Friday, Sep. 13, 1963
The World's Largest Kindergarten
Millions of five-year-olds went off to kindergarten last week, and millions of parents told them not to be afraid, it would be just like Romper Room. Children's television at its best, Romper Room is an educational play session seen every weekday by more than 5,000,000 presumed corrigibles, who in their own living rooms participate in the activities on the screen, whether it means marching around in a circle banging spoons on pan bottoms or solemnly pledging allegiance to the flag and--as one mother reported--to "one naked individual with liberty and justice for all."
Romper Room is something unique in television among shows of any kind. It is seen in Anchorage, Bismarck, Green Bay, Montreal, New York, Dallas, Albany, Peoria, Boston, Phoenix--in 94 cities at present with 25 more to be added this fall in Japan, Mexico, Colombia, Venezuela and Scotland; yet there is a different teacher with differ ent children on the air each day in every city where the show is seen. It is the only TV program that is, in TV parlance, syndicated live.
Toy Bulldozers.

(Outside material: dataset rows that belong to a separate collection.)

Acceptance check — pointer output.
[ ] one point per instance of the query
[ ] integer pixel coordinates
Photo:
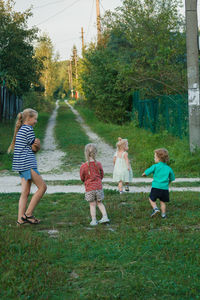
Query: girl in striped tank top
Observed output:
(91, 173)
(25, 145)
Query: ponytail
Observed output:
(17, 127)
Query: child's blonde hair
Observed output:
(162, 154)
(91, 152)
(121, 144)
(21, 118)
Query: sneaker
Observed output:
(104, 220)
(126, 188)
(155, 212)
(93, 223)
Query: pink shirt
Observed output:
(93, 178)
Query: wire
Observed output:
(90, 19)
(59, 12)
(44, 5)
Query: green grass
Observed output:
(79, 182)
(70, 137)
(134, 258)
(6, 134)
(142, 144)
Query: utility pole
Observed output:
(193, 73)
(82, 37)
(76, 71)
(70, 78)
(98, 22)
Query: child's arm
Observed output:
(36, 145)
(149, 171)
(126, 160)
(171, 176)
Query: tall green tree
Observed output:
(18, 66)
(44, 52)
(142, 47)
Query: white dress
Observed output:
(121, 172)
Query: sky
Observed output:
(62, 20)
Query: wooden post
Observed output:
(193, 73)
(98, 22)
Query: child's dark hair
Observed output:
(162, 154)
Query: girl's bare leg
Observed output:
(26, 186)
(102, 208)
(153, 204)
(93, 210)
(41, 185)
(120, 186)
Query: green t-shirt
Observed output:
(162, 175)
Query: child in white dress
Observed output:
(122, 172)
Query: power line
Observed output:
(44, 5)
(59, 12)
(102, 5)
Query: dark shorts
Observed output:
(162, 195)
(27, 174)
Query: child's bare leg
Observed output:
(102, 208)
(153, 204)
(93, 210)
(26, 186)
(38, 181)
(120, 186)
(163, 207)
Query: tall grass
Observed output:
(71, 137)
(133, 258)
(142, 144)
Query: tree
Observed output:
(44, 52)
(142, 47)
(18, 66)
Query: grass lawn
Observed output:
(135, 257)
(6, 134)
(71, 138)
(142, 144)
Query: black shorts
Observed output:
(163, 195)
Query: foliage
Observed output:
(44, 52)
(142, 144)
(37, 101)
(142, 47)
(134, 258)
(18, 66)
(62, 82)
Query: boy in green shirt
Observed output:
(162, 176)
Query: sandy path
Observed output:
(50, 160)
(105, 151)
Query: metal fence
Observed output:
(10, 104)
(167, 112)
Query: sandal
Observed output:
(21, 223)
(27, 219)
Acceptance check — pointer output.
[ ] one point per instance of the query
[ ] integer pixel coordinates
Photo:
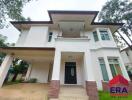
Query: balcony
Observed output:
(80, 38)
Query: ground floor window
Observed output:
(103, 69)
(114, 66)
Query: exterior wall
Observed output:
(40, 71)
(127, 59)
(22, 38)
(105, 53)
(35, 37)
(79, 71)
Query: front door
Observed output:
(70, 73)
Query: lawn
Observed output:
(106, 96)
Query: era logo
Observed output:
(118, 86)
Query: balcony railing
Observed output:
(86, 37)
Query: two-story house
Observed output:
(126, 54)
(69, 49)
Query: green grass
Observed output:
(106, 96)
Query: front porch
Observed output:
(55, 67)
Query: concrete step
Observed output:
(71, 92)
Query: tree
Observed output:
(11, 9)
(118, 11)
(2, 44)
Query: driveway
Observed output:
(24, 91)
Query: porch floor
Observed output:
(24, 91)
(72, 92)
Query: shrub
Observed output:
(32, 80)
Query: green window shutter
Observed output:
(103, 69)
(50, 37)
(113, 70)
(104, 35)
(95, 35)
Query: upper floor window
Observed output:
(103, 69)
(114, 66)
(104, 35)
(95, 35)
(50, 36)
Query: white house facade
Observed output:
(126, 54)
(69, 49)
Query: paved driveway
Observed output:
(24, 91)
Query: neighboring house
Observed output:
(69, 49)
(127, 59)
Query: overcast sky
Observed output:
(37, 10)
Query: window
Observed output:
(103, 69)
(50, 36)
(114, 66)
(95, 36)
(104, 35)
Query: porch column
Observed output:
(55, 81)
(91, 86)
(123, 68)
(4, 68)
(28, 72)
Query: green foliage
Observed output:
(2, 44)
(32, 80)
(11, 9)
(118, 11)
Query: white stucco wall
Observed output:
(36, 36)
(79, 70)
(105, 53)
(127, 59)
(40, 71)
(22, 38)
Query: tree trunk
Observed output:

Romper Room headquarters is in Baltimore, where the show was originated ten years ago by Bert Claster, a vaudeville impresario who had spotted longer green in TV. His wife Nancy became the first Romper Room teacher. Soon CBS made an offer to Claster, but Claster had another idea. A Norfolk, Va., TV station manager had asked if he could imitate Romper Room. "No," said Claster in effect. "I'll make a copy and send it to you." He trained a teacher, sent her to Norfolk with a kit of sets and props and kept her supplied with scripts and new materials from Baltimore.

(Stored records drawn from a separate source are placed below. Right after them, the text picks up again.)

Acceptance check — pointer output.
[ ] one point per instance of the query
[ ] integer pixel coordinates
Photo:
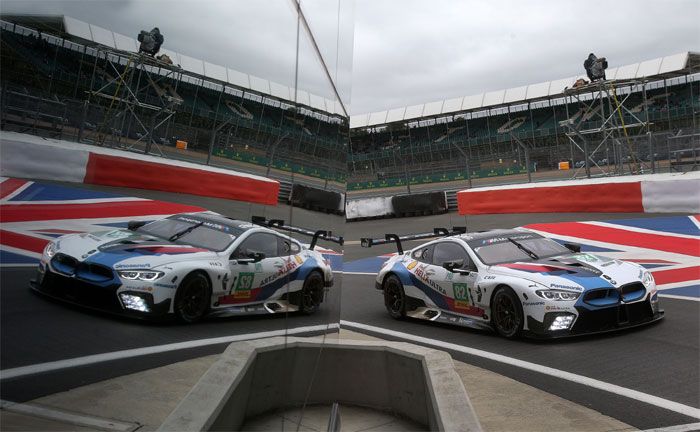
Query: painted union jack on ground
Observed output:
(34, 213)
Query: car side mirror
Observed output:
(256, 256)
(248, 258)
(573, 247)
(134, 225)
(452, 265)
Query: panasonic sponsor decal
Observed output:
(128, 266)
(570, 287)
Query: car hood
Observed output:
(577, 272)
(122, 249)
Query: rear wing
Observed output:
(315, 235)
(389, 238)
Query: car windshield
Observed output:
(502, 250)
(194, 232)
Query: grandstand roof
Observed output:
(656, 69)
(92, 35)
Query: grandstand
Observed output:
(66, 78)
(494, 134)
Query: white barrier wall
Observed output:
(24, 159)
(368, 207)
(671, 196)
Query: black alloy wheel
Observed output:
(311, 293)
(507, 313)
(394, 297)
(192, 298)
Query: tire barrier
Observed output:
(421, 204)
(368, 208)
(27, 156)
(656, 193)
(317, 199)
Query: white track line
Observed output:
(641, 230)
(66, 417)
(579, 379)
(673, 296)
(136, 352)
(359, 273)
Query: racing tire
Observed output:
(394, 297)
(192, 298)
(506, 313)
(311, 293)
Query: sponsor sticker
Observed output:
(128, 266)
(556, 308)
(462, 300)
(587, 258)
(569, 287)
(116, 234)
(533, 303)
(244, 285)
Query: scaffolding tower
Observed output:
(137, 95)
(608, 119)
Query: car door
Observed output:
(458, 287)
(247, 278)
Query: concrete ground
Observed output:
(141, 401)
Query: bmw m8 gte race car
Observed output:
(515, 282)
(189, 265)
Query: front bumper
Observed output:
(84, 294)
(599, 320)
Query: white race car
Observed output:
(189, 265)
(515, 282)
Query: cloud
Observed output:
(401, 52)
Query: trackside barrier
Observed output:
(27, 156)
(656, 193)
(421, 204)
(400, 206)
(317, 199)
(365, 208)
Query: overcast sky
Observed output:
(405, 51)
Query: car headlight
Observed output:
(50, 249)
(557, 295)
(144, 275)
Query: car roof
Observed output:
(214, 218)
(485, 235)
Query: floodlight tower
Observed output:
(607, 115)
(123, 85)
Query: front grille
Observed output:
(610, 318)
(602, 297)
(69, 266)
(64, 264)
(81, 292)
(94, 272)
(632, 292)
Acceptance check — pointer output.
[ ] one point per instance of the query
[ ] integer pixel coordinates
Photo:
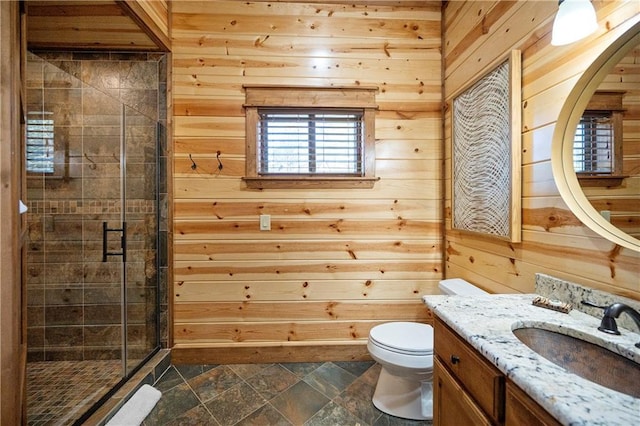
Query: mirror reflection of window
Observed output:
(597, 144)
(593, 143)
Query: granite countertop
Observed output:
(486, 322)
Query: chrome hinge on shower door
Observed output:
(123, 241)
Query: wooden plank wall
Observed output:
(92, 25)
(337, 261)
(477, 34)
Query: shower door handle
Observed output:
(123, 241)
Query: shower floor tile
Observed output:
(60, 392)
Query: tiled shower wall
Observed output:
(73, 298)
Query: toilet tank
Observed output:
(460, 287)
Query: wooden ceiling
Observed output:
(87, 25)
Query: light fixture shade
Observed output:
(575, 20)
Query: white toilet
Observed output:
(405, 352)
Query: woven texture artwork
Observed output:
(482, 155)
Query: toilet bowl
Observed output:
(404, 351)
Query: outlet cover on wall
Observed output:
(265, 222)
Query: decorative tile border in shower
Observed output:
(569, 292)
(90, 206)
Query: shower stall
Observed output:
(96, 245)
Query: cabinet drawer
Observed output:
(453, 406)
(522, 410)
(482, 380)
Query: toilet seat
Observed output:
(405, 338)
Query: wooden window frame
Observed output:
(294, 97)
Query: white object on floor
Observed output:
(137, 408)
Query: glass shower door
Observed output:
(140, 304)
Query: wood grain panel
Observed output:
(554, 241)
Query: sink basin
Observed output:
(585, 359)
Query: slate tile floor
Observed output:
(309, 394)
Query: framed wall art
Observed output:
(486, 157)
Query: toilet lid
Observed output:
(405, 337)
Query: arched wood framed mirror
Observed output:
(571, 190)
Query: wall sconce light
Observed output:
(575, 20)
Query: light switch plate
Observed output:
(265, 222)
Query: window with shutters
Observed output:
(597, 145)
(40, 144)
(298, 136)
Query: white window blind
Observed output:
(310, 141)
(593, 144)
(40, 143)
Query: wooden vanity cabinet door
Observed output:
(452, 405)
(523, 411)
(482, 380)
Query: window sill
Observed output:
(293, 182)
(600, 180)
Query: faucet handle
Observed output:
(608, 325)
(593, 304)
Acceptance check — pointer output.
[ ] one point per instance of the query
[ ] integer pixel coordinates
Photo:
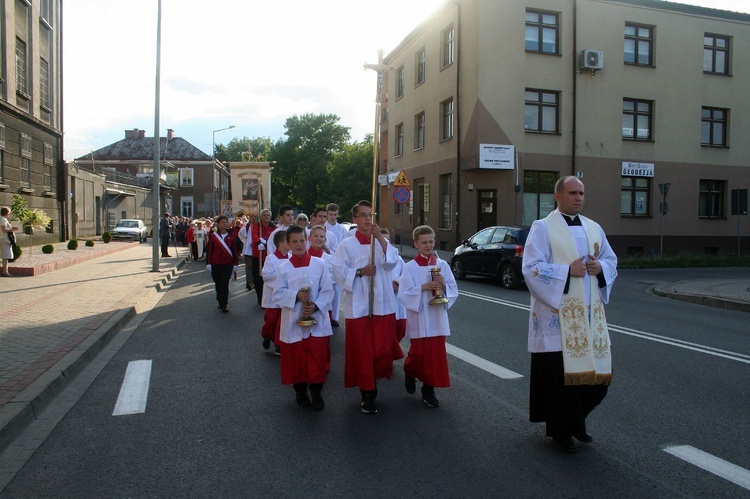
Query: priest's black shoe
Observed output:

Claster has since trained more than 200 teachers. In the latest class were a girl from Chicago who was picked from 750 applicants and a girl from Japan who spent 14 hours a day trying to learn how to pronounce the name of the show: except in French Canada, where it is called La Jardiniere, Romper Room is the name of the show no matter what language the script may be translated into, and Japan's Midori Namiki couldn't seem to keep herself from saying Lomper Loom.
Claster's mail-order method is an odd way to syndicate a show, but wherever it is seen it achieves a local flavor impossible on a network. In each Romper Room city, the teacher has half a dozen local five-year-olds on the air with her every day, replacing three each week. They learn the alphabet, balance baskets on their heads, shove sand around with toy bulldozers, flack for their own drawings, and learn key facts of nature, such as, say, a whale can get a sunburn and peel. It is a school, not vaudeville, to be sure, but it is a pretty good show nonetheless. Teachers crawl under tables to convince reticent little boys that their big chance is hidden in that friendly machine with the red eyes. Once in Los Angeles, the teacher asked if anyone could think of a word beginning with "U." "Ubiquitous," said an otherwise healthy kindergartner.

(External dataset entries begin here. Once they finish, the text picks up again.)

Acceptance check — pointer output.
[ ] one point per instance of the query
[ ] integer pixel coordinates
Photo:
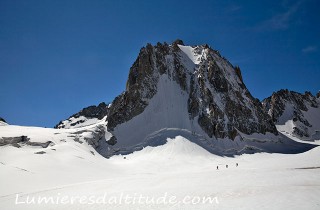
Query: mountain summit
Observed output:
(190, 91)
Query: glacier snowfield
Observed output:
(176, 175)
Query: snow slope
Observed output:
(178, 168)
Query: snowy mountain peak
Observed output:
(185, 87)
(180, 90)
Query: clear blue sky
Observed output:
(57, 57)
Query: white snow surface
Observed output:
(286, 125)
(178, 168)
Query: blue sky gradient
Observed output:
(57, 57)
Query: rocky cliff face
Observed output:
(299, 112)
(210, 88)
(192, 91)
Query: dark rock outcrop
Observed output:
(22, 140)
(218, 97)
(90, 112)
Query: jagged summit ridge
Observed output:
(300, 113)
(212, 90)
(179, 90)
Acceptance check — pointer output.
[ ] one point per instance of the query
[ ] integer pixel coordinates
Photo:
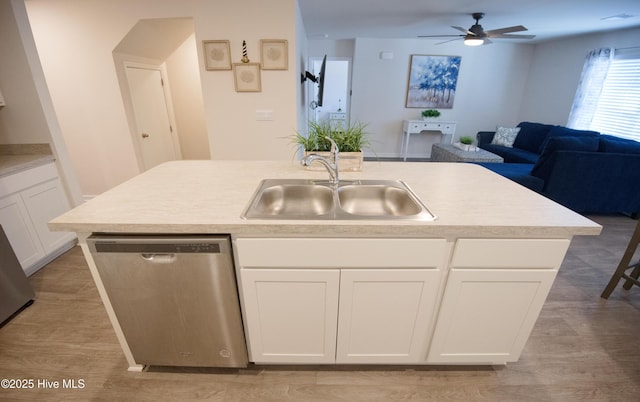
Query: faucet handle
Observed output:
(334, 147)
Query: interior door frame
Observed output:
(311, 113)
(131, 112)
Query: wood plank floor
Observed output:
(583, 348)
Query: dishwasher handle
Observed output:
(159, 258)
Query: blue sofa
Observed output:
(585, 171)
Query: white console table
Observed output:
(446, 128)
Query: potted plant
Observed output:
(465, 143)
(430, 113)
(351, 140)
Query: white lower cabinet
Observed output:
(494, 294)
(28, 201)
(342, 300)
(341, 305)
(16, 223)
(385, 315)
(291, 314)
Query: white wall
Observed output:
(22, 121)
(29, 116)
(186, 93)
(75, 41)
(490, 89)
(555, 72)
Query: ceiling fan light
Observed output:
(473, 41)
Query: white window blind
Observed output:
(618, 107)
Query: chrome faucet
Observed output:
(331, 166)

Inside Voice. The program has much of the iron charm of the schoolmarm: "Tony, you want to remember your Romper Room manners, honey." It also has a celebrated prop, the Do Bee and Don't Bee blackboard, with two big wooden bees on the top and a fresh message each day on the slate, for example, Don't Bee a Street Player, Do Bee a Walk Player. ("Don't be a street walker," said one teacher, fluffing that one.) "Remember your Do Bee manners," says teacher to a Lilliputian loudmouth. "Use your inside voice." When the little Romper roommates sit down for their cookies and milk, they say, "God is great, God is good, let us thank him for our food." As for integration, it's a local matter, according to Claster, but he says that in Baltimore, at least, the Rompers have been integrated from the outset.